A group of residents who live on the northern edge of town are upset that while the lines will run underground through Millers Flat, they will be above ground on 11m high poles when they pass the front of their properties. They want Talla Burn Generation to put the lines underground for an extra 900m.

Spokesman for the residents, Peter Cubitt, said not only would the power lines spoil his view, they would lower the value of his property as they would be unsightly.

Mr Cubitt said he had spent months talking to the Central Otago District Council and Talla Burn Generation about putting the lines underground for the extra distance. He said the main sticking point was who would pay the extra cost for that work.

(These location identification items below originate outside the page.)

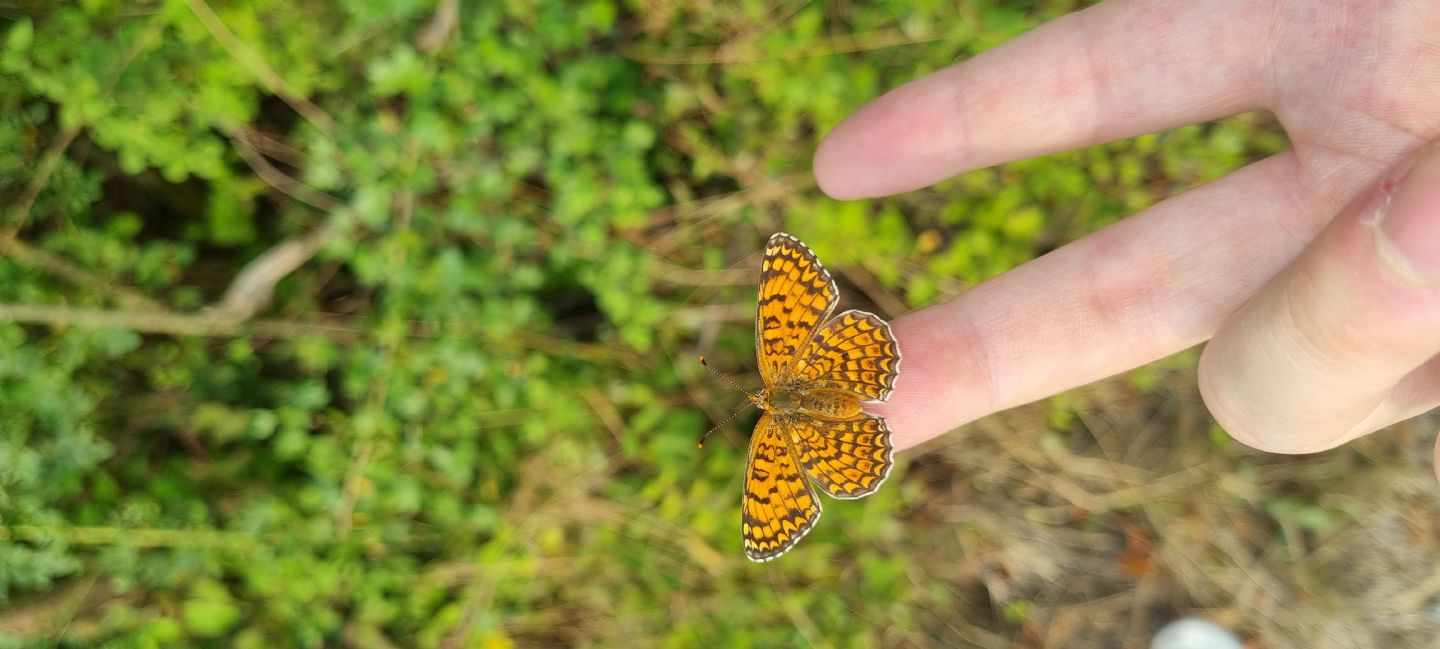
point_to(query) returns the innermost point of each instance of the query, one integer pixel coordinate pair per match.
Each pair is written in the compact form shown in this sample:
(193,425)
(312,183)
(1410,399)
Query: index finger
(1113,71)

A meeting last Thursday between the residents and district council hearings panel chairman, Cr John Lane, failed to find a solution. However, Cr Lane said the Roxburgh Community Board was now working with the residents and the power company to come up with an answer.

He hoped to have the matter resolved by the middle of the coming week.

Mr Cubitt said he and others did not attend the resource consent hearing into the poles when it was held in March 2009, as they did not know it was on. He said they have post office boxes rather than residential mailboxes, so did not receive the community paper that the hearing was advertised in. By the time he found out about the poles, consent had been granted.

"So we never got to have our say."

Mr Cubitt said a petition he started to send to the CODC against the power lines being above ground in front of the properties had been signed by more than two-thirds of Millers Flat's 60 residents.

Cr Lane said Talla Burn Generation had a legal right to put up poles on rural road corridors and did not need resource consent to do so, as it is a permitted activity under the CODC's district plan.

"The only reasons it came to a resource consent hearing was that it was going through a residential area - Millers Flat - and it was crossing two water bodies - the Clutha and Talla Burn.

Mr Lane said he accepted some residents did not know the poles were going up, but he said others did and they failed to act in time.

"Some landowners didn't grab the opportunity to make their feelings felt. I accept that the impact of the poles may be greater than people imagined but the district plan allows for structures of up to 15m high and the poles are well within that."

Talla Burn Generation project engineer Paul Wilson said the company was working to resolve any problems with the residents just north of Millers Flat.

Mr Wilson said Talla Burn Generation had resource consent to put the poles up and it was operating within that consent.

"However, we are working with people to find a solution. At the end of the day we do live here."

Mr Wilson could not provide an accurate cost difference between putting wires above ground and putting them below.